The malware included viruses, worms, Trojan horses, rootkits, and unwanted Adware, which had pre-infected the new PCs before they could even access the Internet. There were other problems as well, such as misleading applications, corrupted executables, exploits, and system vulnerabilities, which we didn’t count as “infections” but that can contribute to the problem. Exploits, for instance, are often used to allow the pirated software to function. But these vulnerabilities can make it easier for the PCs to get infected once they do have access to the Internet.
National University of Singapore found more than 100 distinct threats, some of which were quite nasty. Here are just three of them.
Win32/Enosch.A. This is a worm that searches for all Microsoft Word documents (.doc and.docx) in the infected computer and emails them to a remote attacker.
Win32/Sality.AT. This is a virus that stops some security software and some Windows utilities from running. It also tries to download other files from a remote server, including other
Win32/Pramro.F. This is a Trojan that creates a proxy server on an infected computer. The proxy server may then be used to relay spam e-mail and web traffic as well as to hide the origin of the attackers responsible to the malicious activity.

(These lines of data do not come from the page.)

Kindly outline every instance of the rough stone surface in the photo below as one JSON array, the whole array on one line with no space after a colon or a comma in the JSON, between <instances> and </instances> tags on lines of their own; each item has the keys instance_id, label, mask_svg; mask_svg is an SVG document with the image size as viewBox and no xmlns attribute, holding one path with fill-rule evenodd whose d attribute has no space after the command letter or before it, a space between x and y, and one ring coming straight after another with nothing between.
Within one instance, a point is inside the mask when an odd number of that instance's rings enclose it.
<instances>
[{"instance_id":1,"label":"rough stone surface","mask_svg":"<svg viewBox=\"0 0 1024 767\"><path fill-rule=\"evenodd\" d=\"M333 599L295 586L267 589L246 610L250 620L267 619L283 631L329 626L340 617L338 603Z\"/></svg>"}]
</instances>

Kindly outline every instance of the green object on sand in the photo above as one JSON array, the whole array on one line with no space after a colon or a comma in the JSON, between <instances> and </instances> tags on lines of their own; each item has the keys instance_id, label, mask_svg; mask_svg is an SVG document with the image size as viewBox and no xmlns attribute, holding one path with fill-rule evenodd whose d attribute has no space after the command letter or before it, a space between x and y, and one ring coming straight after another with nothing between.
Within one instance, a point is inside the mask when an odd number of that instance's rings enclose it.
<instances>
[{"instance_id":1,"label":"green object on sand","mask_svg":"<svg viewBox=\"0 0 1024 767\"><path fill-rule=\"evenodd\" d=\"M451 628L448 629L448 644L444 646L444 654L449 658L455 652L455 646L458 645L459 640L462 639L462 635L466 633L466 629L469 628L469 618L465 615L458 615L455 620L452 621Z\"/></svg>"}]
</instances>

As those make clear, we are talking here about Windows malware, found on purchased PCs, Web sites, in P2P downloads and CDs bought on the street. Moreover, it’s evident the infected software is proprietary, paid-for software. Why do we know that? Well, for the simple reason that nobody pirates open source software, because it’s always free of charge, by definition. So Microsoft’s report is about closed-source code, running on Windows.
This means that IDC/Microsoft’s disturbingly high figure of $500 billion for 2014 is not so much the projected worldwide cost for enterprises of using pirated software, as the cost of running non-free programs on Windows. Most of that $500 billion could be saved – pretty much at a stroke – simply by switching to free software.
That’s because open source software is completely free, so there is no reason to turn to pirate sources. This makes it is much, much harder for malware to be introduced (not impossible, but almost.) So companies would not only save on the licensing costs for Windows and other proprietary, they would save on all the unexpected costs of cleaning up the damage caused by Windows-based malware, as described so lovingly in Microsoft’s report.
This underlines something that is rarely mentioned: the real cost of using Windows and other proprietary code is not just the initial purchase price plus the cost of upgrades. It is the negative externalities of closed source – the hidden costs that arise from the inherent flaws of the Windows ecosystem. And it’s not just business that suffers, as Microsoft spells out:
In 2014, businesses will spend $127 billion dealing with security issues and $364 billion dealing with data breaches, and almost two-thirds of these losses, or $315 billion, will be the result of organized crime – malware launched by financially motivated criminals. As for governments, they could lose more than $50 billion dealing with the costs associated with malware on pirated software in 2014. Government officials surveyed by IDC say their greatest concern from infected software is the loss of business trade secrets or competitive information (59 percent), followed by unauthorized access to confidential government information (55 percent) and the impact of cyberattacks on critical infrastructure (55 percent).
With its latest sponsored report on the incredibly high costs of using Windows-based software, Microsoft is to be congratulated on producing some of the most compelling reasons yet for companies, governments and ordinary users to move off closed-source and on to free software. In doing so, they would not only save huge sums up front, but also avoid even larger costs – financial and reputational – in the years that follow.